Now it’s become a stage for experimentation with the latest advertising technologies.

Ad technologies these days revolve around brands making the jump from intrusion to permission by being invited onto your most personal of computers, your smartphone. The barrier here is your own laziness: how do marketers get you to “pick up their flyer”?

The SoLoMo podcast‘s Cory O’Brien tipped me off to the crazy things Shazam had planned for the big game.

Almost half of the Super Bowl TV advertisers will be Shazam-enabled with several Fortune 100 brands choosing Shazam to add interactivity to their ads or sponsor key game elements. When people use Shazam to tag ads from the following brands, they will unlock exciting offers and content.

How is interactivity being “added” by the Shazam app? The process is called “audio tagging” and it’s extremely similar to QR code functionality, but it uses aural cues—sounds your phone can hear—instead of a physical barcode your phone can read visually.

Mindblowing enough, but to my mind Shazam’s audio tags still present the same challenges QR codes: they need the user to

  • download and activate software
  • understand what to do & when to do it (requiring visual cues, explanations, etc)
  • platform restrictions (operating system, phone quality, signal clarity & other compatibility issues)

If QR codes had’ve caught on with anyone but marketers, mobile tagging may have settled down to a commonplace activity, like it was in Japan in the last decade.

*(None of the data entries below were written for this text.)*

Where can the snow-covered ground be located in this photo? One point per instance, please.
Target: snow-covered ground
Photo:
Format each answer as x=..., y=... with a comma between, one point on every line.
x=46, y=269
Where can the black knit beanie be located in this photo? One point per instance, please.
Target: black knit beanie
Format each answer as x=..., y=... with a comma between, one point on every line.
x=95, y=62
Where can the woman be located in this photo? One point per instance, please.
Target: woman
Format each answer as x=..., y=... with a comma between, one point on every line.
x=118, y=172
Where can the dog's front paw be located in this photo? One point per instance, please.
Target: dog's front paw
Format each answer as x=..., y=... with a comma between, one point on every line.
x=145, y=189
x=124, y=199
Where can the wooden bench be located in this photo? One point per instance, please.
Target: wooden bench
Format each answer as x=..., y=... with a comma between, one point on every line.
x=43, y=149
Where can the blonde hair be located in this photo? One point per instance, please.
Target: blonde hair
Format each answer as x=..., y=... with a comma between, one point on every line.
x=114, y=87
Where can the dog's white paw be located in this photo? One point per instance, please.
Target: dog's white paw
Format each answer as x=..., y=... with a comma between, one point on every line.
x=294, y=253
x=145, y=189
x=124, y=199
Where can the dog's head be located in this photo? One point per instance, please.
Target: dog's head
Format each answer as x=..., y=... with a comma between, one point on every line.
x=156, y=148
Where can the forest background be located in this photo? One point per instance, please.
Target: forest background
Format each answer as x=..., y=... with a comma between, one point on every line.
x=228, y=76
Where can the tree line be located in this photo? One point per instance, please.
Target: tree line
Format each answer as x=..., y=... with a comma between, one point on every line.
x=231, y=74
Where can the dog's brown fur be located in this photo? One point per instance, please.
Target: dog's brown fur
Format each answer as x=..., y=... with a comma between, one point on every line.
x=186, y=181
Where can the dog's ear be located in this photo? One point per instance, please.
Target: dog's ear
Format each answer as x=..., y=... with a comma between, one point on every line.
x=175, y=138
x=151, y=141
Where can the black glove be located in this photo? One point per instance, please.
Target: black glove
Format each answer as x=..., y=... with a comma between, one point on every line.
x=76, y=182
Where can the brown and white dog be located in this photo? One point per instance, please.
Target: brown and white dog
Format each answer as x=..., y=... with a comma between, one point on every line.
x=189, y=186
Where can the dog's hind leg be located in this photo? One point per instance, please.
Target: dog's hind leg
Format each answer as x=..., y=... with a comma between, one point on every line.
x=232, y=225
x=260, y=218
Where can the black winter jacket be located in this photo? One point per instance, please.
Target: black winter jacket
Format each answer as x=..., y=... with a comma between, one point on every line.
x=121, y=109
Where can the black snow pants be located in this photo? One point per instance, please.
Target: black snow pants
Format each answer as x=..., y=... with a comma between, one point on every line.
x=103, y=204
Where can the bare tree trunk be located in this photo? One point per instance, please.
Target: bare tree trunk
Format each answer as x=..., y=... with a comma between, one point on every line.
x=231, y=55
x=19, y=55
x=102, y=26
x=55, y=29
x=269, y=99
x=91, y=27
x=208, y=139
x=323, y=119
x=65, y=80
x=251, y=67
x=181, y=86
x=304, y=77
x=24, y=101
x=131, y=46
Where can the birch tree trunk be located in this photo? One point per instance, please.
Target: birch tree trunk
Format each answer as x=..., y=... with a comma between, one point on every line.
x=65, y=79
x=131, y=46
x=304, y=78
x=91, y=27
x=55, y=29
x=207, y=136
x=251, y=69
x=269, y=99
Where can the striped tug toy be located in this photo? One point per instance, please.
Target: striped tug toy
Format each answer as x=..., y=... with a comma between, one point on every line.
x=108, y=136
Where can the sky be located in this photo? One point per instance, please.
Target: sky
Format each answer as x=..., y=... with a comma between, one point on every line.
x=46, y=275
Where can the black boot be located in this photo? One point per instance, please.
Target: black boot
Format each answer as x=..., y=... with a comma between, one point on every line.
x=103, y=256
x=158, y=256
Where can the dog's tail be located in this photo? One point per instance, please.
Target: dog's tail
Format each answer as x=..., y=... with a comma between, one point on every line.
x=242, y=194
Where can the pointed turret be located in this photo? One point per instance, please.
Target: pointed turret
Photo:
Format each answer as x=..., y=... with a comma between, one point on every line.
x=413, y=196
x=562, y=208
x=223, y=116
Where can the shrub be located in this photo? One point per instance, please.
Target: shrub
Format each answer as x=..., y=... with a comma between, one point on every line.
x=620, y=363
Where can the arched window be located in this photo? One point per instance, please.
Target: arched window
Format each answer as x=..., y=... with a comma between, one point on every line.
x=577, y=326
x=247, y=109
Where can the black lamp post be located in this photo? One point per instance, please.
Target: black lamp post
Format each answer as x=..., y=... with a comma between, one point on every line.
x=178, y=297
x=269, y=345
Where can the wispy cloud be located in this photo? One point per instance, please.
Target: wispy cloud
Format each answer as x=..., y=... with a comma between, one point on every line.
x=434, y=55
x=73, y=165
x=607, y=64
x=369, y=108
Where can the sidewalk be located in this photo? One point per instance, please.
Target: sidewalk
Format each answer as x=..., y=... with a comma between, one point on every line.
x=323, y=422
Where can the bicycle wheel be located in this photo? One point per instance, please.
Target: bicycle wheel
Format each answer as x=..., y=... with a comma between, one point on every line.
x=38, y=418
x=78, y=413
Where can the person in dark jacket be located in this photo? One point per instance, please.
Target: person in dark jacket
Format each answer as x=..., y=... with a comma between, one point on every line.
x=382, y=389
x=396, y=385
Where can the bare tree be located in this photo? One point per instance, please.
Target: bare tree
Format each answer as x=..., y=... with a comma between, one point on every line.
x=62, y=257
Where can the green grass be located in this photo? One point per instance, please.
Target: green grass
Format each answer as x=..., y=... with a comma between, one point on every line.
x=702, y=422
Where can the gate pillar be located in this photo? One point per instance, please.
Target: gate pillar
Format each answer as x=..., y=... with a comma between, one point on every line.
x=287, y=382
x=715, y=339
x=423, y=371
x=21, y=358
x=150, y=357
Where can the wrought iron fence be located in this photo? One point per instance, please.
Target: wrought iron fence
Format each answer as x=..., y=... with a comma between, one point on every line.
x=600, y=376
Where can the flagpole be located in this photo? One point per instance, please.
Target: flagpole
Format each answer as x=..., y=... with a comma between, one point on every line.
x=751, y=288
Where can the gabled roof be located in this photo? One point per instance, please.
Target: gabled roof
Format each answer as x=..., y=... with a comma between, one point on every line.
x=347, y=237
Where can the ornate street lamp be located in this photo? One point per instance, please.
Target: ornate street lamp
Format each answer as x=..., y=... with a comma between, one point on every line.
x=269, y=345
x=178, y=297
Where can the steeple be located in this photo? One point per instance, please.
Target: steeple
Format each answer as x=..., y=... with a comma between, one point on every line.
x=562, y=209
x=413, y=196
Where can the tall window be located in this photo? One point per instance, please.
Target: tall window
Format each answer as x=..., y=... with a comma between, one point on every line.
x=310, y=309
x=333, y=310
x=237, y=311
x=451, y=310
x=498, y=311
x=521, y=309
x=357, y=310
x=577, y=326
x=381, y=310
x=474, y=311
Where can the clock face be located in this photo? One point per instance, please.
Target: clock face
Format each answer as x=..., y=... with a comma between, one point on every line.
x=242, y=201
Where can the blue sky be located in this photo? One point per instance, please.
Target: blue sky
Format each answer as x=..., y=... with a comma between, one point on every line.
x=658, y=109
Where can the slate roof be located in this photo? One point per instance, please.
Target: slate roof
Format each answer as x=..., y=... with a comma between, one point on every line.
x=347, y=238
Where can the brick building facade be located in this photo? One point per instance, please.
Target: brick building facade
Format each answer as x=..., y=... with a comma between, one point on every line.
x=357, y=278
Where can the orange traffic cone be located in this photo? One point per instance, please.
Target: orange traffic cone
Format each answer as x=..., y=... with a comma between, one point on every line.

Instead, innovation is pushing past the phone’s eyes and taking advantage of its ears.

The burgeoning audi tag space—potentially a huge component in social tv—isn’t owned by Shazam. An app called SonicNotify can generate machine-audible tones to deliver second-screen content at concerts, in stores and anywhere your phone might be.

SonicNotify works both with software—your iPhone can be the sound-generator at an event—or with physical beacons that make noise until their batteries die (think “beacon taped to a light standard guerilla-style”).

The nifty—or terrifying—or annoying—thing about SonicNotify is that you don’t have to launch an app to receive content. As long as the SonicNotify SDK is built into an app that’s running in the background or loaded from a previous run, content comes through.

“Content”, much like with QR codes, means anything your phone can do—dial a number, visit a web page, receive a text message, activate GPS, play a video. There’s a lot of creative potential there, for marketers and probably more nefarious persons.

On the bright side, this technology overcomes the user confusion-apathy-and-laziness issues of QR codes AND the short range, hardware-dependant issues of RFID. The only smoother delivery I can imagine is if the software were integrated directly into the phone’s OS (long a fantasy for QR code readers embedded in phone camera software).

A few creative ideas for audio tags, technology pending:

  • Radio DJs could send listeners to contests or to vote on what song to play next
  • Retail stores could deliver coupons for nearby items
  • Bands could link to the iTunes store during shows so fans can buy their tracks
  • Nonprofits could ask for donations in areas directly affected by the problem they’re solving
  • Restaurants could broadcast specials & happy hour discounts
  • Filmmakers could push trailers and second-screen content like SideShows
  • TV producers could link to episodes to purchase on the iTunes store or webisode content online

There’s a powerful convergence of location and context with audio tag technology that has a ton of potential, if the experience ends up being delivered smoothly. Time will tell if this more frictionless hardlink catches on.